The FSSI is a procurement program created in 2005 to encourage cross-government collaboration by allowing federal agencies to aggregate requirements, streamline processes and leverage its buying power. In December 2012, President Obama’s administration changed the operation of the FSSI by establishing a new Strategic Sourcing Leadership Counsel, which embraces new philosophies like moving towards strategically sourcing professional services and making use of strategic sourcing vehicles mandatory. Today’s hearing showed that the administration’s attempts to strategically source professional services undermines future competitions, creates more complex challenges, and makes it more difficult for small businesses to compete.

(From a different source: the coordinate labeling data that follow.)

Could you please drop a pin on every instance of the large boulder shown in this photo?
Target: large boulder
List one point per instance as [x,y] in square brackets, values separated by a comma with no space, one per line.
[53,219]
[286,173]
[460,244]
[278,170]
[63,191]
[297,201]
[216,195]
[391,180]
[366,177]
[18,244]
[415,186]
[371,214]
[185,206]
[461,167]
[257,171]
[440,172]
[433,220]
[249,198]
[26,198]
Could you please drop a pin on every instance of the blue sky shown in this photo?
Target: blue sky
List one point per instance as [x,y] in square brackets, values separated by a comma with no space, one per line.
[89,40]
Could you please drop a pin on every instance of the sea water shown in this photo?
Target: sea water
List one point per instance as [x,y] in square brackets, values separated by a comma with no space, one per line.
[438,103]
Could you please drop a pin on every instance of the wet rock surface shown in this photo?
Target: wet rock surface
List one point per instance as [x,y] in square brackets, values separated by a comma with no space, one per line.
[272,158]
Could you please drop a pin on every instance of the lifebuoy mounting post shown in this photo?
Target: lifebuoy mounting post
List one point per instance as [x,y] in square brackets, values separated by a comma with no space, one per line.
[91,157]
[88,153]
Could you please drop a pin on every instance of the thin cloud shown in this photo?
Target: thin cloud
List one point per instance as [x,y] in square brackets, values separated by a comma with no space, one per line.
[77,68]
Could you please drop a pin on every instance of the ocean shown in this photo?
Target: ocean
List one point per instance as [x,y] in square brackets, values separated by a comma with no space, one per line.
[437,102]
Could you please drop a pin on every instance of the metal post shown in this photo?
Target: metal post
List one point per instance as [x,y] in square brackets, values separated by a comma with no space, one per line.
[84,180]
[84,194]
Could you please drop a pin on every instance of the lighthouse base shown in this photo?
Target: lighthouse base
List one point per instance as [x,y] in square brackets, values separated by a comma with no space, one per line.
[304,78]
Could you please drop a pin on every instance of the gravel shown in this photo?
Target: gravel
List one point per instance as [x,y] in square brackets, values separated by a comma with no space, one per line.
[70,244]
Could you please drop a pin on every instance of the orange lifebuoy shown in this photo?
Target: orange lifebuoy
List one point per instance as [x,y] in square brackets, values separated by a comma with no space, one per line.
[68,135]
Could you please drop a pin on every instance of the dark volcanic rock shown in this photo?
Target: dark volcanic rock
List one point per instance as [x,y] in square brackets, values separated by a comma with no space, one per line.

“When it comes to federal contracting, the government should act in a way that promotes the best interests of the taxpayers,” said Chairman Hanna. “This includes utilizing small business contractors in a way that promotes a healthy industrial base. The Federal Strategic Sourcing Initiative should work toward leveraging the buying power of the government to enhance competition, driving down prices and capitalizing on all that small businesses have to offer in order to achieve long term savings, rather than focusing on short term savings at the expense of small businesses. I hope the administration reconsiders its approach to the Federal Strategic Sourcing Initiative and considers embracing a philosophy of full and open competition.”
The Honorable Stan Z. Soloway, President and CEO of Professional Services Council in Arlington, VA said, “[W]e do have concerns that too rapidly expanding the FSSI can, and likely will, have deleterious impacts on both government and its supplier base, prominently including small business. Done right, strategic sourcing can be a win-win; done wrong, it is more likely to be a lose-lose.”
Trey Hodgkins, Senior Vice President of Global Public Sector at TechAmerica in Washington, DC said, “[C]omplex and specialized goods and services, like the ones small business can deliver, do not lend themselves well to strategic sourcing.”
Roger Waldron, President of The Coalition for Government Procurement in Washington, DC said, “The Coalition is concerned that moving towards a mandatory use model for GSA blanket purchase agreements (BPAs) will have the unintended, long-term consequences of reducing opportunities for small businesses.”
Robert A. Burton, Senior Partner of Venable LLP in Washington, DC said, “GSA's proposed strategic sourcing initiatives are antithetical to strategic sourcing’s goal so increased small business participation, more harmful to small businesses that the currently strategically sourced contracts, and counterproductive to strategic sourcing’s emphasis on value.”